Jack sits down and tells Waters that Waters will not get the MKUltra formula until he (Jack) sees Amanda. Waters has one of his men show her to him on a balcony above. Water tells Jack that he has 60 seconds to give up the formula, or Amanda will be thrown off the balcony. All of a sudden, Jack fatally shoots the man who is holding Amanda. Schmitt tries to shoot Anya. Jack grabs Waters' hand, and forces Waters to fatally shoot Schmitt. Jack then fires five shots, killing Waters. As Anya tries to get Amanda to safety, Jensen's two henchmen open fire on Jack. Jack kills one of them, and then confronts Jensen and his other henchman. Jack grabs Jensen's gun hand and causes Jensen to fire two shots, killing the henchman. Then Jack puts Jensen's eyes out, leaving him to die. As Jack leaves, George steps in front of him with a gun.

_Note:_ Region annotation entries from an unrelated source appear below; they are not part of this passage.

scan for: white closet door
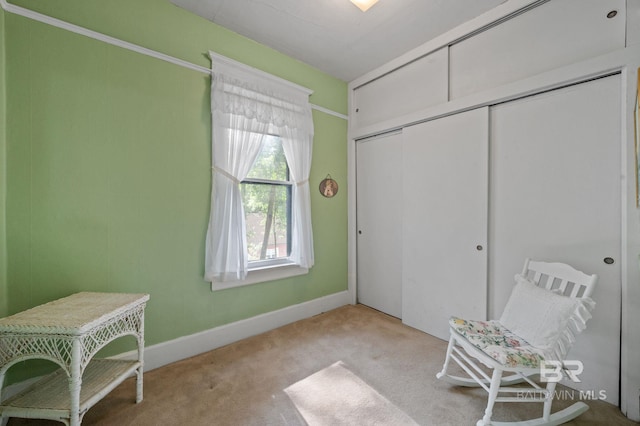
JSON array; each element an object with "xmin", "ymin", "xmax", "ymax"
[
  {"xmin": 356, "ymin": 132, "xmax": 402, "ymax": 318},
  {"xmin": 402, "ymin": 108, "xmax": 489, "ymax": 339},
  {"xmin": 489, "ymin": 76, "xmax": 621, "ymax": 404}
]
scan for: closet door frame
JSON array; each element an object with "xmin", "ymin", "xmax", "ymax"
[{"xmin": 347, "ymin": 48, "xmax": 640, "ymax": 420}]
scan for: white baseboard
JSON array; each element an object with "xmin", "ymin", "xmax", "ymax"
[
  {"xmin": 0, "ymin": 291, "xmax": 352, "ymax": 426},
  {"xmin": 114, "ymin": 291, "xmax": 351, "ymax": 371}
]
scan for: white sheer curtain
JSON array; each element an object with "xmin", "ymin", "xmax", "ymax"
[{"xmin": 205, "ymin": 52, "xmax": 314, "ymax": 282}]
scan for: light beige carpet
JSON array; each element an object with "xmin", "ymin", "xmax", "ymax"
[
  {"xmin": 284, "ymin": 361, "xmax": 418, "ymax": 426},
  {"xmin": 9, "ymin": 305, "xmax": 635, "ymax": 426}
]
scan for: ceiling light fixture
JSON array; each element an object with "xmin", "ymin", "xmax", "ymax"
[{"xmin": 351, "ymin": 0, "xmax": 378, "ymax": 12}]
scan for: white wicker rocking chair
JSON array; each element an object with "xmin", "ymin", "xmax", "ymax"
[{"xmin": 437, "ymin": 259, "xmax": 597, "ymax": 426}]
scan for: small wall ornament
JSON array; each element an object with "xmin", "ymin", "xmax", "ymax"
[{"xmin": 318, "ymin": 175, "xmax": 338, "ymax": 198}]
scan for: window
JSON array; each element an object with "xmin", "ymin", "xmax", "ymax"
[
  {"xmin": 205, "ymin": 52, "xmax": 314, "ymax": 290},
  {"xmin": 240, "ymin": 135, "xmax": 293, "ymax": 270}
]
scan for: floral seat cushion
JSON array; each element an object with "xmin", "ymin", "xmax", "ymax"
[{"xmin": 449, "ymin": 317, "xmax": 545, "ymax": 368}]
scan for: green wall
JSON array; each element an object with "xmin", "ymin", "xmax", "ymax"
[
  {"xmin": 0, "ymin": 8, "xmax": 8, "ymax": 317},
  {"xmin": 0, "ymin": 0, "xmax": 347, "ymax": 372}
]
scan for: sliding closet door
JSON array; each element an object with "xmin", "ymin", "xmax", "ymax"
[
  {"xmin": 489, "ymin": 76, "xmax": 621, "ymax": 404},
  {"xmin": 402, "ymin": 108, "xmax": 489, "ymax": 339},
  {"xmin": 356, "ymin": 132, "xmax": 402, "ymax": 318}
]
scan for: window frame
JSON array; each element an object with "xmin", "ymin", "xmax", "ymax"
[
  {"xmin": 240, "ymin": 166, "xmax": 295, "ymax": 272},
  {"xmin": 205, "ymin": 51, "xmax": 315, "ymax": 291}
]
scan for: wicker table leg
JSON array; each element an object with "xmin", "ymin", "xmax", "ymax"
[{"xmin": 69, "ymin": 339, "xmax": 82, "ymax": 426}]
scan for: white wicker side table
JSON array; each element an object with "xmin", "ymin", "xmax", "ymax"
[{"xmin": 0, "ymin": 292, "xmax": 149, "ymax": 426}]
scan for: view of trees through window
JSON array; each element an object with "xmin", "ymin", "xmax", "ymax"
[{"xmin": 241, "ymin": 135, "xmax": 291, "ymax": 262}]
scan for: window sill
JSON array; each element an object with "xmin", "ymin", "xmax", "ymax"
[{"xmin": 211, "ymin": 263, "xmax": 309, "ymax": 291}]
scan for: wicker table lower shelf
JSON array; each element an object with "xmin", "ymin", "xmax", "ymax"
[{"xmin": 0, "ymin": 359, "xmax": 140, "ymax": 424}]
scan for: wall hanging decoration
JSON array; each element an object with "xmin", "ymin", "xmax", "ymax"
[{"xmin": 319, "ymin": 175, "xmax": 338, "ymax": 198}]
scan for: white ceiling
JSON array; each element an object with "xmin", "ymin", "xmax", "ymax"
[{"xmin": 170, "ymin": 0, "xmax": 507, "ymax": 82}]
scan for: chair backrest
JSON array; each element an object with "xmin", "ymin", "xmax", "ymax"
[{"xmin": 522, "ymin": 259, "xmax": 598, "ymax": 298}]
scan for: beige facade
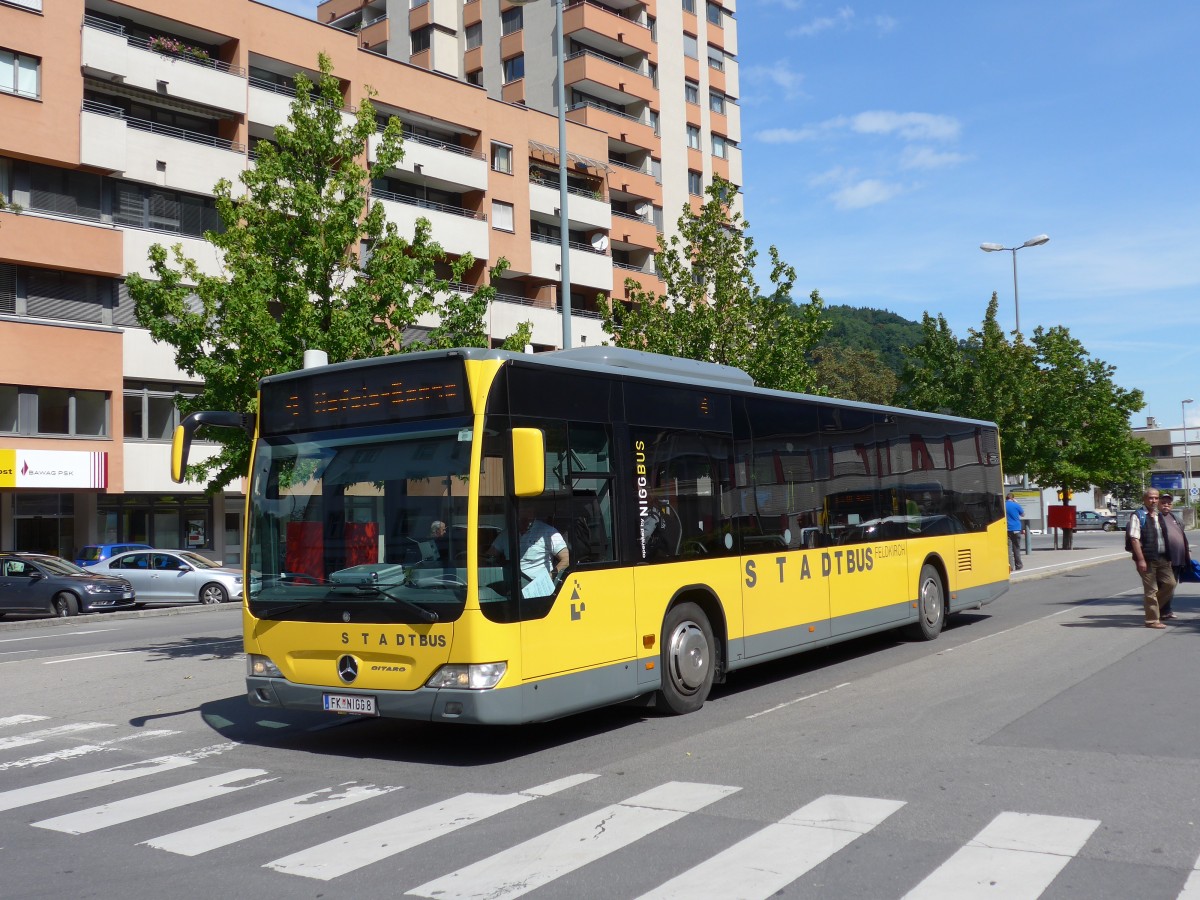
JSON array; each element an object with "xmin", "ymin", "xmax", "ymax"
[{"xmin": 0, "ymin": 0, "xmax": 740, "ymax": 563}]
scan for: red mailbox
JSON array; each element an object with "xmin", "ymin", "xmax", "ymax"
[{"xmin": 1046, "ymin": 506, "xmax": 1075, "ymax": 532}]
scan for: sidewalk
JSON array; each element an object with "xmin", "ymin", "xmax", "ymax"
[{"xmin": 1012, "ymin": 532, "xmax": 1128, "ymax": 583}]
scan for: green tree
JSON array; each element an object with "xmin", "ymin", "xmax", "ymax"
[
  {"xmin": 812, "ymin": 343, "xmax": 899, "ymax": 404},
  {"xmin": 127, "ymin": 54, "xmax": 528, "ymax": 490},
  {"xmin": 600, "ymin": 178, "xmax": 828, "ymax": 391},
  {"xmin": 899, "ymin": 294, "xmax": 1150, "ymax": 491}
]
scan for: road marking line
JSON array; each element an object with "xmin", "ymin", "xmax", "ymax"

George, who is the man behind everything, was not in the limo when it exploded. Jack kills George by using a martial arts move, a special hit to the chest, that sends George backwards into a wall, and there is blood on the wall as George slumps down. Rogers hacks into the MKUltra program and puts an end to the project, and Jack is reunited with Amanda. Later, Ambassador Cochran gives Jack a passport to give to Anya so she can go to America. After Jack and Amanda get back to the US, Jack gets Amanda a horse for being so brave in Romania.

==Production==
When the project first came about, the title was Shadows on the Sun, it was being written by Bey Logan (writer for several Jackie Chan projects) and also had an entirely different plot. The original story was a period piece with Seagal as an intelligence officer who runs a medical clinic in Japan after World War II. By September 2005, however, Logan was no longer involved, and the script was being penned by Joe Halpin (author of several Seagal features in the mid-2000s, including Submerged, Into the Sun, and Today You Die). It was re-titled Shadows of the Past, and the plot assumed its current form. These changes were met with disappointment from some fans, who were excited to see Seagal star in a film that was a departure from the action movies he had done in recent years.

The film is set in Bucharest, Romania, and was filmed there in 49 days from July 13 to August 31, 2005.

Imelda Staunton, a year after her Academy Award-nominated performance in Vera Drake, appears in the film as Ambassador Cochran. She explained to the BBC's Mark Lawson that she filmed for two days, but that Seagal did not film any reverses with her, resulting in her filming all her scenes with Seagal's stand-in and a Romanian film student, who would read Seagal's dialogue off-camera. She claims she did the film for money, and as a chance to portray a character with an American Accent.

==Critical reception==
David Johnson of DVD Verdict called the film "a generic action film with an uninvolving plot, stilted action sequences, [and] some shabby green screen work, predictable twists," adding: "Seagal doesn't distinguish himself from any other character he's ever played and there's not enough interesting stuff happening on the periphery to distract us." J. Andrew Hosack of JoBlo said, "The writing, story, action, and acting are all well below par," adding: "It boggles the mind how anyone remotely sensible would invest time and money in something like this." Seagalogy author Vern ranks it among Seagal's worst films, explaining that, "SHADOW MAN, I’m sorry to say, is the most boring movie Seagal has made so far," and criticizing the extensive use of body doubles and incoherent plot; but also says that the film "improves a little bit when you watch it again", and that its use of martial arts is a welcome change from his previous DTV films, which were light on martial arts fights.

==Home media==
DVD was released in Region 1 in the United States on June 6, 2006, and also Region 2 in the United Kingdom on 30 October 2006, it was distributed by Sony Pictures Home Entertainment.

==See also==
- Shadow Man, a Dutch-British film of the same name made in 1988, starring Tom Hulce.